Helmut y Hertha, una verdadera historia de amor

Ayer fue el día del amor, San Valentín y esas cosas. Hoy le vamos a contar un caso de verdadero amor de un hincha a su club. Un amor que supero una de las más absurdas divisiones del hombre y que traspasó uno de los muros más infames de la humanidad.

1954  es el año en que el amor por Hertha BSC encontró un lugar en el corazón de Helmut Klopfleisch. Su padre lo llevó al estadio, el entrañable recinto del barrio Wedding. En el futuro, debería convertirse en el asiento habitual del pequeño Helmut, porque el amor por Hertha nunca lo dejó ir. Aunque estaba inscrito en el equipo juvenil de los blanquiazules en este momento, no era suficientemente bueno para jugar, pero donde quiera que jugaran los berlineses, Helmut estaba allí, hasta el 13 de agosto de 1961.

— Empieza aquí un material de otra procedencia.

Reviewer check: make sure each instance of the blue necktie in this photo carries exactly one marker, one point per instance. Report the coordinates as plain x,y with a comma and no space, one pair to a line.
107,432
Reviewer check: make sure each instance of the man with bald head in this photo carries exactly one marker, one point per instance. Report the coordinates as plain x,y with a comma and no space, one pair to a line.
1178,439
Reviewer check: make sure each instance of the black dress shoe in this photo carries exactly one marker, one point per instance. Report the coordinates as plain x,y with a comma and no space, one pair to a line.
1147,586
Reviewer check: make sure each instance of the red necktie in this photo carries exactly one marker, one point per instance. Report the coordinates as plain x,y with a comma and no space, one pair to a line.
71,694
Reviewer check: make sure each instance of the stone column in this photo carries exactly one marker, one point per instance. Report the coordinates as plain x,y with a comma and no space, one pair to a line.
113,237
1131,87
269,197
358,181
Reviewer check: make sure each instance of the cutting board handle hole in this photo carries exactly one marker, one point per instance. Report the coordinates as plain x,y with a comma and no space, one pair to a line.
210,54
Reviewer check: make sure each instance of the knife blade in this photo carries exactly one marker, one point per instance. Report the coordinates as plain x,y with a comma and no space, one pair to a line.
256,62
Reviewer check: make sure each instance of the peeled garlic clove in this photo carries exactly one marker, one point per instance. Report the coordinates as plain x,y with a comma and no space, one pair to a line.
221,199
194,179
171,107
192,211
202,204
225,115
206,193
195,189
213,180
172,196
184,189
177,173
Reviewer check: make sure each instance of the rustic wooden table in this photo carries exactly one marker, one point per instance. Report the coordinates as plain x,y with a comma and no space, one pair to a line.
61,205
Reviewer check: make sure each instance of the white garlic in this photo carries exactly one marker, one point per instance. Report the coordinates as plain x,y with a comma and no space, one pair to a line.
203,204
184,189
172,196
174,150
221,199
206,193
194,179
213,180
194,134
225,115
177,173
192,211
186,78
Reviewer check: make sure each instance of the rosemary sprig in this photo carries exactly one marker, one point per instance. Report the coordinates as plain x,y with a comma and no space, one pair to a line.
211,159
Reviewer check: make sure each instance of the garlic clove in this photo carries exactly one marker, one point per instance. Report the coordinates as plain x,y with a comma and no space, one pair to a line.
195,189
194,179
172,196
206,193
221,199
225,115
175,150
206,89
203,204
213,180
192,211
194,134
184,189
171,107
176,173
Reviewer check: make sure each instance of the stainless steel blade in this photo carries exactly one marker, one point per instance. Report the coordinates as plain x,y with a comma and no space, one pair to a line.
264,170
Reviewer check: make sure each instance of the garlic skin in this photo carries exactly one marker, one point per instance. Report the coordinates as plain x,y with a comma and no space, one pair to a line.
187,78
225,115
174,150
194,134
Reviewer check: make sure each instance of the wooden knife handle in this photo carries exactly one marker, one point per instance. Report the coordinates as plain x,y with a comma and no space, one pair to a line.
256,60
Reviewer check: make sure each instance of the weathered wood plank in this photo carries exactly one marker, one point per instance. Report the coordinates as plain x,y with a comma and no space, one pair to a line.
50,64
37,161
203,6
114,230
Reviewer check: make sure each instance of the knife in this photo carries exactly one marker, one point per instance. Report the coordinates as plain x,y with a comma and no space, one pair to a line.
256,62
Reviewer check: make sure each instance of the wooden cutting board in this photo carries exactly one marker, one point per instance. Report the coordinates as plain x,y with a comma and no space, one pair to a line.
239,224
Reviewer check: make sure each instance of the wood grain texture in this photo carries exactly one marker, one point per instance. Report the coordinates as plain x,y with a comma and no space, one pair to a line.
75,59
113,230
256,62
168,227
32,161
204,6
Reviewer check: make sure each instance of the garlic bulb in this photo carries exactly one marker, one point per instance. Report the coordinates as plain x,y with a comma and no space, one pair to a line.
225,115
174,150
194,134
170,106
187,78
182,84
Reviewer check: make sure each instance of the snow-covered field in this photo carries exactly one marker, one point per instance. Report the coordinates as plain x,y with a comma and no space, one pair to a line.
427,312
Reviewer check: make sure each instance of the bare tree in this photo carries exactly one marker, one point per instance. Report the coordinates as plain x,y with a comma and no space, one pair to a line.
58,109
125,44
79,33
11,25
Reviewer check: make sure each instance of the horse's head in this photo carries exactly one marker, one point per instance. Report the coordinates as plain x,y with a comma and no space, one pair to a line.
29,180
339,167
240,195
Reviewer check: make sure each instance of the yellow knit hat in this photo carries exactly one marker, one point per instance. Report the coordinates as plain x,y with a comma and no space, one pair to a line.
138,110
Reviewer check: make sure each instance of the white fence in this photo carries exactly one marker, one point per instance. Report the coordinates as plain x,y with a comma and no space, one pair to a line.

Ese día, se inicia la construcción del muro que tuvo cinco metros de altura, coronado por alambre de espino electrificado y vigilado por torretas con guardias y ametralladoras. En sus cercanías se colocaron minas antipersona y se extendió a más de 120 kilómetros dividiendo Berlín en dos, una parte para la República Federal Alemana y la otra  para la República Democrática Alemana. El Muro de Berlín fue uno de los grandes símbolos de la Guerra Fría.

El shock se pudo compensar los primeros años de la sepación pues el Stadion am Gesundbrunnen conocido cariñosamente “Plumpe” (gordinflón) quedaba a unos pocos metros del Muro. Helmut y amigos se congregaban y podían tomar la señal de radio. Aparte, que los gritos de gol, falta o lamentos en masa se podían oír claramente. Fútbol a ciegas, pero fútbol al fin.

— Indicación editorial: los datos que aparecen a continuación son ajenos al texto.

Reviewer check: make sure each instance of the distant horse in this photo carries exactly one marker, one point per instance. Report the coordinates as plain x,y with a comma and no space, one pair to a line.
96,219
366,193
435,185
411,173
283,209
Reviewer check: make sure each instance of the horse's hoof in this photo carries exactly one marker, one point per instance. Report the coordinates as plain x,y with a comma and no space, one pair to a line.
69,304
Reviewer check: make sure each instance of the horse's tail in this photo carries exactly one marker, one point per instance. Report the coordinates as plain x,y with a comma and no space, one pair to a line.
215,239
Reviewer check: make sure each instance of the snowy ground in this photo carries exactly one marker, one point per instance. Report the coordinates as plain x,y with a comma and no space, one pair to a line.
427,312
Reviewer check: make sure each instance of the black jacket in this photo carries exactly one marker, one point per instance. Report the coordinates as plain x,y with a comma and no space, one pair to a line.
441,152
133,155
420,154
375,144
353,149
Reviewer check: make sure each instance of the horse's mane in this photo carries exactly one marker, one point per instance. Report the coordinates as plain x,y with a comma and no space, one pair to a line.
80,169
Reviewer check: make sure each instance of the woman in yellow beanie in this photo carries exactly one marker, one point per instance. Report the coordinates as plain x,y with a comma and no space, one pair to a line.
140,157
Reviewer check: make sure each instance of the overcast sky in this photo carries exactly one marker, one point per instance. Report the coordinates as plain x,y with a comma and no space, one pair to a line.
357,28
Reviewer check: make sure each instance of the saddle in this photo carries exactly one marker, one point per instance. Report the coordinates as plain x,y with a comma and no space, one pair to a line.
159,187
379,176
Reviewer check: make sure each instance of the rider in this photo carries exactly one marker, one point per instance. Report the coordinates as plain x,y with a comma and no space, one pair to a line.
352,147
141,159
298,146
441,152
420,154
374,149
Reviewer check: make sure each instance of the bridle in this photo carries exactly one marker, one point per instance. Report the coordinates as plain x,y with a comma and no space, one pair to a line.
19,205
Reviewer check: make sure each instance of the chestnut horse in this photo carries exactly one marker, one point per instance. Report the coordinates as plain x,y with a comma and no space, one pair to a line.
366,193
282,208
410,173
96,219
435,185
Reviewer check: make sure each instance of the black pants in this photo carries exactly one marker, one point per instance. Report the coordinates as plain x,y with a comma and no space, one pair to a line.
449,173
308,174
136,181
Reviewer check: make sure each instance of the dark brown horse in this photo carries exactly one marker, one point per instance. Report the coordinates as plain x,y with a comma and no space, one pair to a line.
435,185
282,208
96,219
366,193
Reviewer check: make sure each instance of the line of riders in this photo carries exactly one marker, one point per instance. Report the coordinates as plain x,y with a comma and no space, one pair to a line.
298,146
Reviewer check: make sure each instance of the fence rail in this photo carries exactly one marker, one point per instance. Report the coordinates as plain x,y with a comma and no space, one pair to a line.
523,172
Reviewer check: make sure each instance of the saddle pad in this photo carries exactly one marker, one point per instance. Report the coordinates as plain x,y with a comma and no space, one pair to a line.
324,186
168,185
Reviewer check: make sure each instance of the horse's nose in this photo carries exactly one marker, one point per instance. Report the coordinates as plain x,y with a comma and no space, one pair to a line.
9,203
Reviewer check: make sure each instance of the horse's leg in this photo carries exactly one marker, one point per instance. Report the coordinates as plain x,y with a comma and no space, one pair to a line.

Pero, a los dos años, en 1963, Hertha se mudó hacia un extremo de la ciudad, al Olympiastadion, su sede hasta hoy. El golpe más duro que ha sufrido en su sentimiento deportivo.

El año pasado, en el aniversario 30 de la reunificación alemana, Hertha incluyó la historia de Helmut entre sus homenajes

Alegría del otro lado

Esta pasión no pasó desapercibida para el Ministerio de Seguridad del Estado o la Stasi, pero Klopfleisch logró engañar repetidamente al gobierno. Personalidades del fútbol alemán como Uwe Klimaschefski o Erich «Ete» Beer visitaron a la familia en el Berlin comunista. Con el pretexto de un grupo de apuestas, Helmut Klopfleisch organizó un club de fans en Berlín Oriental, invita a jugadores y oficiales a fiestas de Navidad e incluso paga una cuota de membresía simbólica al Hertha través de un intermediario. ¡Con lo miserable que era un sueldo en comunismo!

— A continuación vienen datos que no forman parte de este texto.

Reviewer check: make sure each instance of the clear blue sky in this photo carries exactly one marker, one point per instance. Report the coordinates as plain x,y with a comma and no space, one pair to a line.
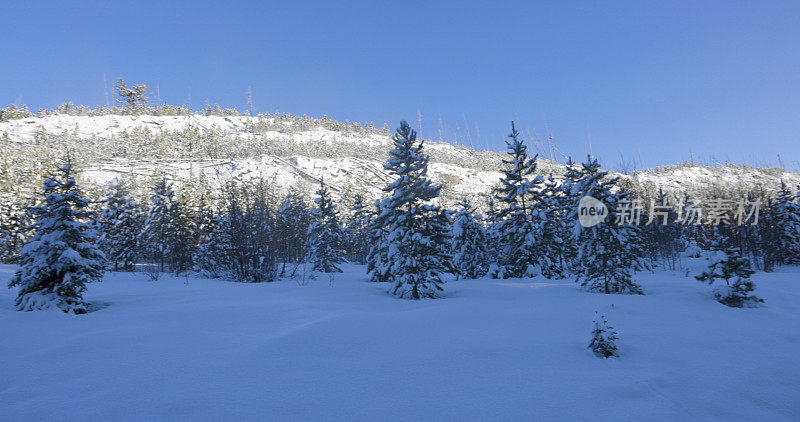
649,81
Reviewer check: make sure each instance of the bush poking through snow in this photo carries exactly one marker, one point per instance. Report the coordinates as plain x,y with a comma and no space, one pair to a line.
603,338
728,264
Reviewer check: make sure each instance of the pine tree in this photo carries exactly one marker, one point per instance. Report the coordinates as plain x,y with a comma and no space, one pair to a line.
358,233
727,263
133,98
165,232
662,233
603,343
492,237
786,218
62,256
292,220
325,235
567,200
212,256
378,266
469,243
417,231
13,223
120,224
608,252
519,225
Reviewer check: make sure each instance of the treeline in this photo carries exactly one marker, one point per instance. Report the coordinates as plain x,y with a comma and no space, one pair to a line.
248,233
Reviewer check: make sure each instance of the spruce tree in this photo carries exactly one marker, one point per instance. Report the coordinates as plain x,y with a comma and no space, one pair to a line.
727,263
469,243
519,223
13,224
358,231
212,256
292,219
378,266
609,252
62,257
603,343
325,235
165,231
120,224
417,231
567,200
786,218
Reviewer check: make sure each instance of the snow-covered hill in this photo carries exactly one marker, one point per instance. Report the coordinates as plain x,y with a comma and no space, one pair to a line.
299,152
194,349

Helmut de corazón anticomunista, recuerda como su abuelo perdió su panadería a manos de los burócratas de la Alemania Oriental, cuando se instaló, por considerarlo capitalista. Vaya mala suerte quedar de ese lado del muro. Y sin su Hertha.

El noble aficionado se las arregló para  una  vez ver a su equipo y a los equipos de Alemania Occidental  cuando en competiciones europeas le tocaba jugar en los “países hermanos” de la Europa Oriental y Comunista. Pudo conseguir salvoconductos y auparlos.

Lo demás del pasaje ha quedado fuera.